All three books and both movies are appropriate for age 9+. In fact, my seven-year-old listened in.

The Black Cauldron (Chronicles of Prydain, book two), by Lloyd Alexander, 1965, Book Review

The wonderful group of companions that overcame danger and evil in book one of the Chronicles of Prydain return for a second bold adventure in The Black Cauldron. This time, Taran is called away by Prince Gwydion on a quest to seize the cauldron that belongs to the evil Lord Arawn. Within this vessel the Dark Lord creates his cauldron-born, those “mute and deathless warriors who serve the Lord of Annuvin. These are the bodies of the slain, steeped in Arawn’s cauldron to give them life again.” To diminish the evil that threatens all of Prydain, the cauldron MUST be destroyed.

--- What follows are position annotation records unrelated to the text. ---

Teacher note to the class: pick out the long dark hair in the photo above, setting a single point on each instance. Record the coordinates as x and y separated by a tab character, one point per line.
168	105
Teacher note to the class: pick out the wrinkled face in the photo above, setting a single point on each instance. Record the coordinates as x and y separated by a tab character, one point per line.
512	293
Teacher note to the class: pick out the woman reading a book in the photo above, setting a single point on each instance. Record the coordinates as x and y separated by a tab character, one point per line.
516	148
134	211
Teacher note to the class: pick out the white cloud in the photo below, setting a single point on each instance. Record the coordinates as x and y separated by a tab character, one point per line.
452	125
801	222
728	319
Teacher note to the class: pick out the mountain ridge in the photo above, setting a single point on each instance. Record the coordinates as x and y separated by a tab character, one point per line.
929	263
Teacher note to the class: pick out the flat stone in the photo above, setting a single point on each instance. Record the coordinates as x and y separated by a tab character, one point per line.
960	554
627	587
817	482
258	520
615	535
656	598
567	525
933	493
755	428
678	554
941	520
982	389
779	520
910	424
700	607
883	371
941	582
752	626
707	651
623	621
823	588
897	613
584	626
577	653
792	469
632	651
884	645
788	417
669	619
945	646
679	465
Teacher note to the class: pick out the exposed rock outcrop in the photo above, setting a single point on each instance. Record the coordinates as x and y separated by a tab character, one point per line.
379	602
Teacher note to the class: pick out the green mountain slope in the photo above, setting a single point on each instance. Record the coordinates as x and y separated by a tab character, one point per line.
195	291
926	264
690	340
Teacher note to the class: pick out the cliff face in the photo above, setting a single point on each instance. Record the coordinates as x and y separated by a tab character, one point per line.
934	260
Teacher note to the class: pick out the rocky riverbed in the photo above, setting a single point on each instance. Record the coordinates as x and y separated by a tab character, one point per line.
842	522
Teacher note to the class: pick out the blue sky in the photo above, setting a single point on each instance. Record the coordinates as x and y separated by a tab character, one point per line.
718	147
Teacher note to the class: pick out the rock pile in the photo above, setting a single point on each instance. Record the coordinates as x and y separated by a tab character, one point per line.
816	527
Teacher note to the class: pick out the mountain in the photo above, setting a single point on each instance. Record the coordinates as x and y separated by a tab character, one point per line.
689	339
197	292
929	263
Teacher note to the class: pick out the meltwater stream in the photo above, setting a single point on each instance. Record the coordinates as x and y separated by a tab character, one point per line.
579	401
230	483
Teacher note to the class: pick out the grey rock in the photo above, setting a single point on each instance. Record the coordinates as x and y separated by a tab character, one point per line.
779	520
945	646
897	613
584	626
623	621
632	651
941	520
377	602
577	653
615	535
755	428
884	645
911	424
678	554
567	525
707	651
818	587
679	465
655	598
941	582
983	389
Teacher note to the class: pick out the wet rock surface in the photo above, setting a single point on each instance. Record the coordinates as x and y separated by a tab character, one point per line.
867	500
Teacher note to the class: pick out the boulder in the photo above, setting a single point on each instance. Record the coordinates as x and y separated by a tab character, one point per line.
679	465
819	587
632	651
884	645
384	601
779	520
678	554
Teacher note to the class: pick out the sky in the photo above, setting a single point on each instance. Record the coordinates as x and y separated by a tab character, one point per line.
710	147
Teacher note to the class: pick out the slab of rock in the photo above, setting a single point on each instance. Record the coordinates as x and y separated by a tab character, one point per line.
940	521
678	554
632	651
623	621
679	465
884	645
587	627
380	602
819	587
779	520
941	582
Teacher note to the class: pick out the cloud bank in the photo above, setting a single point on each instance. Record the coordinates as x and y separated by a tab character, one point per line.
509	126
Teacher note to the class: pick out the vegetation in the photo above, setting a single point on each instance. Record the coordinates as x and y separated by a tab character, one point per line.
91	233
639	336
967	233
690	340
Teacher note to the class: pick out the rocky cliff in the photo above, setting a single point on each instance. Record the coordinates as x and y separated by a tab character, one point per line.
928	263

Taran, ever ready to prove his budding manhood, leaps at the opportunity. So, too, does the ever-faithful Gurgi with his poor tender head and Princess Eilonwy whose mouth never does stop running, even though the two have been commanded to stay behind. They join Fflewddur Flam, who is still having a great deal of trouble with snapping harp strings, and the dwarf, Doli, who has at last mastered the art of becoming invisible, though it does make his ears buzz something terrible. (“Hornets! Wasps! A whole swarm of bees!”) Yet our companions soon learn the Black Cauldron can only be destroyed at the highest cost, that of a life willingly given.

And so, Taran Pig-Keeper’s second adventure proves as dangerous, fun and rewarding as the last. Maybe it’s even meant to be, “for there is a destiny laid on everything; on big, ugly Crochans as well as poor ugly ducklings, and a destiny laid even on us.” And through it Taran learns some valuable lessons about friendship, honor, betrayal and forgiveness. “It is easy to judge evil unmixed,” Gwydion tells him, “but alas, in most of us good and bad are closely woven as the threads on a loom; greater wisdom than mine is needed for the judging.” Wisdom, perhaps, that we all need to keep in mind when we’re wronged.

The Chronicles of Prydain is turning out to be absolutely remarkable and worthy of its legendary status. (And they’re all newly on Kindle!) This volume won Newbery Honors in 1966. This series is highly, highly recommended–my very highest recommendation–for middle readers 8-13.